Recently, according to an investigation report released by Australian Research Institute “Like avirus: Novel Coronavirus Organizes dissemination of false information”, since March this year, a group of organized Internet mercenaries have spread on social media the conspiracy theory that “Novel Coronavirus is a biological or chemical weapon artificially created by the Chinese government in Wuhan Virus Research Institute”.

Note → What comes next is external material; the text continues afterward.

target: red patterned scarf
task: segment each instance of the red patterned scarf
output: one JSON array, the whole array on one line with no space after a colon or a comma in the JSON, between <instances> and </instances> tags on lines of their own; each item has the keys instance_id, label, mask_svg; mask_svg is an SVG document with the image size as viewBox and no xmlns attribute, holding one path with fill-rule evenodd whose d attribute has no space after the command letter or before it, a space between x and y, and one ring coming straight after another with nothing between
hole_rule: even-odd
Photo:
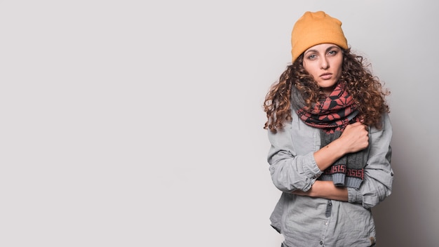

Entrusted Queensland university of technology institute of experts, in view of the twitter in late March 2.6 million and will be associated coronavirus tweets and within ten days of these tweets forwarded 25.5 million times were analyzed, found that there are 5752 twitter account in a consistent manner to will be coronavirus information forwarded 6559 times, and coordinated disseminates “will be coronavirus is the chemical and biological weapons made in China” conspiracy theories.
According to the report, in 10 days, there were 882 original tweets on social media twitter related to the bioweapons conspiracy theory, which were then quickly retweeted 18,498 times and garnered 31,783 thumb ups.
Most of these retweets are quick retweets within a second, and some are retweets within a minute.
The report notes that such rapid, widespread forwarding is clearly machine-operated, or machine-operated, and cannot be effective user behavior on social media.
These tweets on the Twitter platform may reach as many as 3 million to 5 million active users, making a huge impact.
Through in-depth investigation, researchers found that in the topic of “novel Coronavirus from China”, a total of 2,903 Twitter accounts and 4,125 website links formed a retweet group. They would retweet with each other to expand their influence.
Two-thirds of the accounts represented supporters of Mr Trump, Anonymous Q, the US Republican Party and the right.
Some of the remaining third are anti-China accounts that regularly post racist and hate speech.
The other are right-wingers in religious groups.
These accounts either serve political purposes or promote links to websites for commercial gain.
The report concludes that by grasping the public’s fear of viruses and using the characteristics of social media to publish rumors and conspiracy theories in an organized and large-scale manner, the Internet water army has had a greater impact on public opinion than the official and scientific community in dispelling rumors.
“Unreliable information is hindering global solidarity in the fight against the 2019COVID-19 pandemic,” says the UN in five Ways to Combat the ‘Misinformation Epidemic’.
The United Nations is committed to eliminating rumours, false news and messages of hatred and division in order to disseminate accurate messages of hope and solidarity “.
The Australian institute’s report echoes the UN’s claim, noting that most of the conspiracy theorists are linked to anti-vaccine, anti-5G development and opposition to The rise of China.
They are using the COVID-19 epidemic to expand their impact by focusing on the origin, impact and treatment of the virus.